More than a third (36%) of the respondents are rather negative in their comments on the lawmakers activity, 20% are unequivocally critical, and 29% remained uncertain. Only two percent offered wholesale support for the State Duma’s activity, and 14% tend to describe it as rather positive.

Sociologists do not clear up the reasons why the people are so critical of those whom they elected to represent their interests in parliament. Legislators themselves have tried to offer an answer to the daily Izvestia.

“The explanation for the Levada Centre statistics is very simple. The people never like the authorities, just as nobody likes the dentist, because everybody thinks from the outset that it will hurt,” says State Duma Deputy speaker Igor Lebedev.

State Duma member from the United Russia party, Alexander Khinshtein, believes that the reasons for the negative comments stem from the “general slump in the people’s trust towards the authorities as such, some very unpopular steps the State Duma took lately, as well as the legislators’ undeclared properties and latent involvement in business.”

Some legislators believe that the people are so angry about the State Duma because the law-makers salaries have soared.

As follows from last September’s presidential decree, the salaries of State Duma and Federation Council members this year will go up to 250,000 rubles, and as of September 1 2014, to 420,000 rubles. In other words, it will become 14 times the national average. According to the federal statistics agency, Rosstat, Russia’s monthly wage last August averaged 30,000 rubles (slightly less than one thousand dollars).

Duma member Dmitry Gudkov says “the electorate will not approve of the pay rises; besides 60% of the lawmakers might agree to get no salary at all, because they have their own private businesses to live on.

At the beginning of 2012 in the State Duma there were more than 20 legislators with annual incomes of over 100 million rubles.

Against this background very unfavorable for State Duma members, the leader of the Liberal Democrat Party, Vladimir Zhirinovsky, has cracked down on his fellow legislators with harsh criticism. He accused them of massive absenteeism and suggested amendments to the law on the status of State Duma members in order to make it possible to strip lazy legislators of their mandates. Zhirinovsky said absentees harmed the prestige of their parties and of the authorities as such. The rotation of legislators, he argues, will be an excellent way of improving democracy.
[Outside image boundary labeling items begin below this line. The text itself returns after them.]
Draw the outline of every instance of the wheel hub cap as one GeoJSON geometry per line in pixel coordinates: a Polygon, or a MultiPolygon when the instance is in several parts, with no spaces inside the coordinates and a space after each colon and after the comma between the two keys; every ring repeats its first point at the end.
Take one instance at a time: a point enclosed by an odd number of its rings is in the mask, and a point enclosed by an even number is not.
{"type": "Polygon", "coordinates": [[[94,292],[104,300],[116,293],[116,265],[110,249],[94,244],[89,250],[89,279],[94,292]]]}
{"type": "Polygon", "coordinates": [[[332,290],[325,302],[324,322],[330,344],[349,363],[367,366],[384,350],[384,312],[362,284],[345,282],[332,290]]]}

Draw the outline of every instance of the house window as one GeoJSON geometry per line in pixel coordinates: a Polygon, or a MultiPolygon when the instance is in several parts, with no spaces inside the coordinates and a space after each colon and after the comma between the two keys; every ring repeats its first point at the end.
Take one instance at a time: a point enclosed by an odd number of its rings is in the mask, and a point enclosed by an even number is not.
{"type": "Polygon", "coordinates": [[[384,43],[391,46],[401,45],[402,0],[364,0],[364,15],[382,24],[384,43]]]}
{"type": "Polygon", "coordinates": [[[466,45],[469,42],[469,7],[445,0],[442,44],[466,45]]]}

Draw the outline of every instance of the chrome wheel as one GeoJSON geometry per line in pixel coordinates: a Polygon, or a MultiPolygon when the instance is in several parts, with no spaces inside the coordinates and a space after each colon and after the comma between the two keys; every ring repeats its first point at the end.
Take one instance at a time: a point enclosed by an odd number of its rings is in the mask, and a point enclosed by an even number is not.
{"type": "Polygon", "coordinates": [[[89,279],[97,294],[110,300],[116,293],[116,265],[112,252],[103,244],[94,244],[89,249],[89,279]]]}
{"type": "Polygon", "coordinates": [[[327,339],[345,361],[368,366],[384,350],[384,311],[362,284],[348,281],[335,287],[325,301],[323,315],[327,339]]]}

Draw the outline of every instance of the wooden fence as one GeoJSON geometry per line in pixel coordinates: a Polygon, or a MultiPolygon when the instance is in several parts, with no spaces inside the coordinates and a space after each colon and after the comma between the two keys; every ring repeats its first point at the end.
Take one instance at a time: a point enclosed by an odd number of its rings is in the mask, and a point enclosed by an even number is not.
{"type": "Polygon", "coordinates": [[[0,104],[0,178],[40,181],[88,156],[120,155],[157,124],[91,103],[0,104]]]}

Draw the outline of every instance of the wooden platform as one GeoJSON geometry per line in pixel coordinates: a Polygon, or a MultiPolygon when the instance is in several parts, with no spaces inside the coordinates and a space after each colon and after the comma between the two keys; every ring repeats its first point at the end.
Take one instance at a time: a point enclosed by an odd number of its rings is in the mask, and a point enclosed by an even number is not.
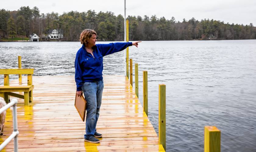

Incidentally, Zhirinovsky said nothing new. Millions of TV news viewers in Russia can see for themselves the State Duma’s hall is half-empty. In addition, they can see the few legislators present rush about the aisles and the rows of seats pushing voting buttons for their absent colleagues. Of the 450 lower house members hardly a half attend parliament sessions regularly.

Both the State Duma and the Federation Council have been trying to enhance discipline and improve attendance. FC speaker Valentina Matvienko has come up with an idea of considering the possibility of fining FC members for being absent from sessions for no good reason. However, the legislators are unlikely to vote for a proposal for punishing themselves.

True, this is not the main reason for the people’s critical attitude to parliament.

“The previous State Duma was no place for debate, the way its former speaker once put it. In the meantime, in the current State Duma the ordinary voter hears no meaningful discussions of issues that really trouble each citizen of the country - of everyday life issues. The people are concerned over small pensions, soaring housing and utility prices, and ecological problems. Instead, the legislators prefer to adopt a special legal act to outlaw LGBT propaganda,” the deputy chief of the Centre for Political Technologies, Boris Makarenko, has told ITAR-TASS in an interview.

The expert believes that the people’s anger over the performance of the State Duma stems from the legislators’ alienation from society.

“The proportional system of elections to the lower house of parliament has created a situation in which the legislator depends on the party, and not on the electorate. If the lawmakers were more active in their constituencies, if they were more active in reflecting the interest of the country’s people in the laws they pass, then the people’s attitude to parliament would be quite different,” he said.